Recreational cyclist Jim Tabak broke a shoulder blade on Tuesday when a companion skidded on the line and toppled on to him on a tight left-hand bend near Kelly Tarlton's Underwater World.
He said several other riders in his Mt Eden Cycles group crashed into them, but slow-moving motor vehicles were able to stop in time so nobody else was injured.
And Mt Eden Cycles owner Mark Taylor said a member of another group of riders associated with his shop crashed at the same spot and broke a collar-bone about half an hour before Mr Tabak was injured.
He had also heard of another crash last week.
Mr Tabak said he also slipped last week on the white line, which is on the outside of a narrow green bicycle lane, although he managed to stay upright on that occasion.
The bend is across the road from a pinch-point on Tamaki Drive where 27-year-old English nurse Jane Bishop was killed in November, after she allegedly swerved to avoid an opening car door and was hit by a truck while cycling towards Mission Bay.
Auckland Transport moved swiftly then to remove four parking spaces on the seaward side of the road to create more room, after an allegation that the former Auckland City Council ignored a warning from a cycling advocate about the pinch-point four years earlier.
Mr Tabak, who reported his crash to Auckland Transport, said he was relieved it had promised to quickly replace the white line, which was particularly slippery in wet weather.

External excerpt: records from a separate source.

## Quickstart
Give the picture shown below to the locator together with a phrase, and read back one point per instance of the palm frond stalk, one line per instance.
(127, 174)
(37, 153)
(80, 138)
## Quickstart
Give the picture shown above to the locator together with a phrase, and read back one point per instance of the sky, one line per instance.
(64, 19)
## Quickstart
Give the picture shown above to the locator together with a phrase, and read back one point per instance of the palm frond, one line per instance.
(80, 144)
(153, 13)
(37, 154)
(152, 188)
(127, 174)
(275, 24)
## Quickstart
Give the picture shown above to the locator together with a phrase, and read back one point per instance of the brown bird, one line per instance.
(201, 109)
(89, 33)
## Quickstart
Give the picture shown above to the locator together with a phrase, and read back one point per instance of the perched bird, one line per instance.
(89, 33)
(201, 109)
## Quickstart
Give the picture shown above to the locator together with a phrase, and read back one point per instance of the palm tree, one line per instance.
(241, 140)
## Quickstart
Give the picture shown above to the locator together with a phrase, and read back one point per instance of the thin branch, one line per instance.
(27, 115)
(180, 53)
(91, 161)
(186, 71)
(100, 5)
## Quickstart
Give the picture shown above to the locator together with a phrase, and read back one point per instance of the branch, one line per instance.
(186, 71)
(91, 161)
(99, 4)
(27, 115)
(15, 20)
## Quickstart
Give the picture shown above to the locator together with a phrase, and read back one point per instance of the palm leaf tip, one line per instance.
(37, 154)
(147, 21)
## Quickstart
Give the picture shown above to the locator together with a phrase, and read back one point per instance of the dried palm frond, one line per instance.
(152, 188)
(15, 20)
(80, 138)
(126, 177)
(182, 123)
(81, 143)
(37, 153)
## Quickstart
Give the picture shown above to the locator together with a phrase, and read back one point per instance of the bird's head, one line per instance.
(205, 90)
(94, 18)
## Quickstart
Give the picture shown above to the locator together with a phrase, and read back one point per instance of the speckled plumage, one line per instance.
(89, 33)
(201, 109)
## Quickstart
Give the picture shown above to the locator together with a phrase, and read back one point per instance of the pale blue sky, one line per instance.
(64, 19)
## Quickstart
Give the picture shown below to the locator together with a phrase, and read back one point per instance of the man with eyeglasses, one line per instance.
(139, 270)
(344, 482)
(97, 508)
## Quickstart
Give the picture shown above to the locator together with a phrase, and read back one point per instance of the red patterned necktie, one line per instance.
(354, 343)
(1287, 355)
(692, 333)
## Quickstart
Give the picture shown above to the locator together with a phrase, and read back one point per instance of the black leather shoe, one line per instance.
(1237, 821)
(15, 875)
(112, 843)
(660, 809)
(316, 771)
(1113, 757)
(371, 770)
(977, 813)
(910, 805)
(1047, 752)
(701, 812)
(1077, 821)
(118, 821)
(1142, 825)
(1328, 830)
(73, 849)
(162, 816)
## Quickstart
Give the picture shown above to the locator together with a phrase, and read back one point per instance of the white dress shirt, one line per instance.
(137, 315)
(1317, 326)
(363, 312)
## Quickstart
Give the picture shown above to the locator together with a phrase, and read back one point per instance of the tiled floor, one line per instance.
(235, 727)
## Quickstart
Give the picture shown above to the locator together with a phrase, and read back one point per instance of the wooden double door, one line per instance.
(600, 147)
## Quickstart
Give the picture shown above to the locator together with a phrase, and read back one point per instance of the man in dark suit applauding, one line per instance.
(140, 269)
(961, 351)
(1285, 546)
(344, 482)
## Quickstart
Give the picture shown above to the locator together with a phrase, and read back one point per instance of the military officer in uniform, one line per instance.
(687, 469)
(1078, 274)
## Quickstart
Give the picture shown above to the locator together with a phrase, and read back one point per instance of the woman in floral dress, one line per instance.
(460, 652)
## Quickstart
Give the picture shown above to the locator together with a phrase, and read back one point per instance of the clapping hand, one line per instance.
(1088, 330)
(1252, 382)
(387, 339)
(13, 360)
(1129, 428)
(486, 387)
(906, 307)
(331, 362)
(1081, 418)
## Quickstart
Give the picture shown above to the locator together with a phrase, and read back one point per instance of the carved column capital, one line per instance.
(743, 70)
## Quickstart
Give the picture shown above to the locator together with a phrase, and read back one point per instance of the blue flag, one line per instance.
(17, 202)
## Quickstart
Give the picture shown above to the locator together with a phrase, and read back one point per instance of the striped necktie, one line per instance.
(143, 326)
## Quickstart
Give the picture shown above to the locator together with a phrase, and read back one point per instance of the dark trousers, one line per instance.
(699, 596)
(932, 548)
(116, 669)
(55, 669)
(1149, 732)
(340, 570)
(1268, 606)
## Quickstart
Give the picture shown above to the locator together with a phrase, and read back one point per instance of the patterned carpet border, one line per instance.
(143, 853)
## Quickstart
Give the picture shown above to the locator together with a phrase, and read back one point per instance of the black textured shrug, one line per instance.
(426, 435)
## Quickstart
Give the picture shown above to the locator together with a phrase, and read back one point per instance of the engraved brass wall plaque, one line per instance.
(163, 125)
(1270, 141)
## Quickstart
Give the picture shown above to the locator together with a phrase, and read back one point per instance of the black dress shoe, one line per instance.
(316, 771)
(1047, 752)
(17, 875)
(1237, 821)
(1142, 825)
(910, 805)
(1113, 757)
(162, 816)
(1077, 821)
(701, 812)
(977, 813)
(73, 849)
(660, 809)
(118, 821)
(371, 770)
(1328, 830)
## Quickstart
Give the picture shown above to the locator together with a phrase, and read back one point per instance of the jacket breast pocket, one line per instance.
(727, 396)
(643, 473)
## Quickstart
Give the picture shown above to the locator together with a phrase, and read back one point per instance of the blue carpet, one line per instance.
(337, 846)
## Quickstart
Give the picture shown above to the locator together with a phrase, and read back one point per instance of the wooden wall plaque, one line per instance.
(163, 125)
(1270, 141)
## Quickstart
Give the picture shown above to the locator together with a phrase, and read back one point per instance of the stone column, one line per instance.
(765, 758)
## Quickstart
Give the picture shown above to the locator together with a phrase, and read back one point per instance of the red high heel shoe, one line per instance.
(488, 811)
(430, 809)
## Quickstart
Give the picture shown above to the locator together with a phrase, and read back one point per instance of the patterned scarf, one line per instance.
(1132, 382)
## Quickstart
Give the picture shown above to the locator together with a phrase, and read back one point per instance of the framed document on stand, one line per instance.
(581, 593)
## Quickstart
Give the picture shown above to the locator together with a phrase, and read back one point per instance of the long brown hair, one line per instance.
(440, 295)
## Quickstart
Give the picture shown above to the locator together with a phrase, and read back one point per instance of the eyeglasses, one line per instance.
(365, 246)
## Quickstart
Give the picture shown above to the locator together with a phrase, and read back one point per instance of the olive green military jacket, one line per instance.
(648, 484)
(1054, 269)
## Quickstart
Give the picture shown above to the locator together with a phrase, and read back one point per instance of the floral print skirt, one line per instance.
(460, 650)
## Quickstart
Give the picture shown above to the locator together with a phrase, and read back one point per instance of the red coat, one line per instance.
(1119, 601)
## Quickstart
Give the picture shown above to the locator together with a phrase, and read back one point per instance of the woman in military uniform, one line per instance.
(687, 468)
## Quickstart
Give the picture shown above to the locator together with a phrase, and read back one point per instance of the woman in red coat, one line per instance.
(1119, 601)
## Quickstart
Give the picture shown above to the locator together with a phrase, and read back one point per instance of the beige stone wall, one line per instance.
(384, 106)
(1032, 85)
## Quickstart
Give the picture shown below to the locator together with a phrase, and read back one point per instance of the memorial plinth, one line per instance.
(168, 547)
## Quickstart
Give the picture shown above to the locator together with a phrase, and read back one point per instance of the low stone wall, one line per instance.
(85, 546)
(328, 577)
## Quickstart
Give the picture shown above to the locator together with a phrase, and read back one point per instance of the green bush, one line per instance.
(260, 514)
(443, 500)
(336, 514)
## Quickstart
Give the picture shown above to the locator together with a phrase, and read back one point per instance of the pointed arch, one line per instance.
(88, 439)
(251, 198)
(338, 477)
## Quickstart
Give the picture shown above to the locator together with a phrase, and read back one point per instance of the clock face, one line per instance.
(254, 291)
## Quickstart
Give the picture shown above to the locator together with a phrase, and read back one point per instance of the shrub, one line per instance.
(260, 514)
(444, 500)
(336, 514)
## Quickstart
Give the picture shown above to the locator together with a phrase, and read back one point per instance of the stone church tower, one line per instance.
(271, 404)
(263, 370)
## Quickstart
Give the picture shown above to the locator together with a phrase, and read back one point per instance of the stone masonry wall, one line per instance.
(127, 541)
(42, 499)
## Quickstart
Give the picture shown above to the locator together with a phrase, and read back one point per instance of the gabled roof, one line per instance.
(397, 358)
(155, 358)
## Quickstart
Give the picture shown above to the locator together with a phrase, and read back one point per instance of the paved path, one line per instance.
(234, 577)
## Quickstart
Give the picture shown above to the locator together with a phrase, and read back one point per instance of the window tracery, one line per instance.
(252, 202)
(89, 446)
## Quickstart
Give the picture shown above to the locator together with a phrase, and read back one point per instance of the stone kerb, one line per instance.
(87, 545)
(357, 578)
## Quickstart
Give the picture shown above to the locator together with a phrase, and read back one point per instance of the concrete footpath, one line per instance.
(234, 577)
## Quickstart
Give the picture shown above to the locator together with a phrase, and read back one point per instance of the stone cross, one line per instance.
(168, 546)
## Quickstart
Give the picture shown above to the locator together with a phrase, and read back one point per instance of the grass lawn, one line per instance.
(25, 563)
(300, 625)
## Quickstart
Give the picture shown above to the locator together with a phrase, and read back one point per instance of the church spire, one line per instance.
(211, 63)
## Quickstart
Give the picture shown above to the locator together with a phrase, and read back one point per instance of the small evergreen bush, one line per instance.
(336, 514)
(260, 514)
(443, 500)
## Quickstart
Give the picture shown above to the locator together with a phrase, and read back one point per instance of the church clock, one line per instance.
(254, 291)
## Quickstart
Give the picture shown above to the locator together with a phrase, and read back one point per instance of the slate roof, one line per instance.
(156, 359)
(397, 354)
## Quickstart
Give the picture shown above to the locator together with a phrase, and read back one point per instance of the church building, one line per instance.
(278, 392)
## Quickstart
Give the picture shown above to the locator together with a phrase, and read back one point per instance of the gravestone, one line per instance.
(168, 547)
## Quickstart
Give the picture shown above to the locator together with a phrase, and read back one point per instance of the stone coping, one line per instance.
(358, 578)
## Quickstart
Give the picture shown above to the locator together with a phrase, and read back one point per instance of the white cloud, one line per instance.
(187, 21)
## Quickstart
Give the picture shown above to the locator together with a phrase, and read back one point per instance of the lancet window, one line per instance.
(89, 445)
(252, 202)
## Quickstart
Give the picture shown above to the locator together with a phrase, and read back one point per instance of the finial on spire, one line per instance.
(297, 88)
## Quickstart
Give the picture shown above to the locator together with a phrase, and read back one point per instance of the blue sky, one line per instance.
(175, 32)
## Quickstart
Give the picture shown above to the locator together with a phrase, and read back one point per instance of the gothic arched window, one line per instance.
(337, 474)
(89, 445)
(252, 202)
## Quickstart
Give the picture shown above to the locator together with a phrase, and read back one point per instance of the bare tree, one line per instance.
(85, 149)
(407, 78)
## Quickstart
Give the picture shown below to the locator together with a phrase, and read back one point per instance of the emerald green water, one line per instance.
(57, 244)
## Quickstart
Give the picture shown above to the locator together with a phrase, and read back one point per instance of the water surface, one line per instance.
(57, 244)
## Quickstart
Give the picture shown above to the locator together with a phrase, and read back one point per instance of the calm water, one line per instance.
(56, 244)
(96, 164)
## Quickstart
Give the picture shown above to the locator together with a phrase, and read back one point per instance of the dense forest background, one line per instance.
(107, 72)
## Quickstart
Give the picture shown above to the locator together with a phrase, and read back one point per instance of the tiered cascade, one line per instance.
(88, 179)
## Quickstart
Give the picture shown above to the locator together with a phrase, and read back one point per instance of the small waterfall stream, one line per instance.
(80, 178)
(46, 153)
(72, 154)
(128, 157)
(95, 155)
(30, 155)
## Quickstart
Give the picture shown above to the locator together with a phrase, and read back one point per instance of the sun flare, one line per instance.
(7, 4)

Road corridor operations manager Andrew Allen told him in an email on Thursday that he had asked a staff member to visit the site and ensure a non-slip surface was applied "by the end of next week".
But after Cycle Action Auckland said more-urgent attention was needed, Auckland Transport communications manager Wally Thomas told the Weekend Herald a contractor would start replacing the line today.
Mr Thomas said the task would take at least two days, even in good conditions, and his organisation would do its best to finish by Monday.
But he could not guarantee that, as dry weather was needed to lay the new surface in place of an existing therma-plastic composition.
He said it was ironic the white line had been laid to delineate the cycle lane in order to improve safety.
Road markings elsewhere along Tamaki Drive would be checked for skid resistance.
Cycle Action Auckland spokes-woman Barbara Cuthbert praised the transport organisation for a "reasonable response" to what appeared to be a serious hazard.
But she said other dangerous spots on the road needed prompt attention.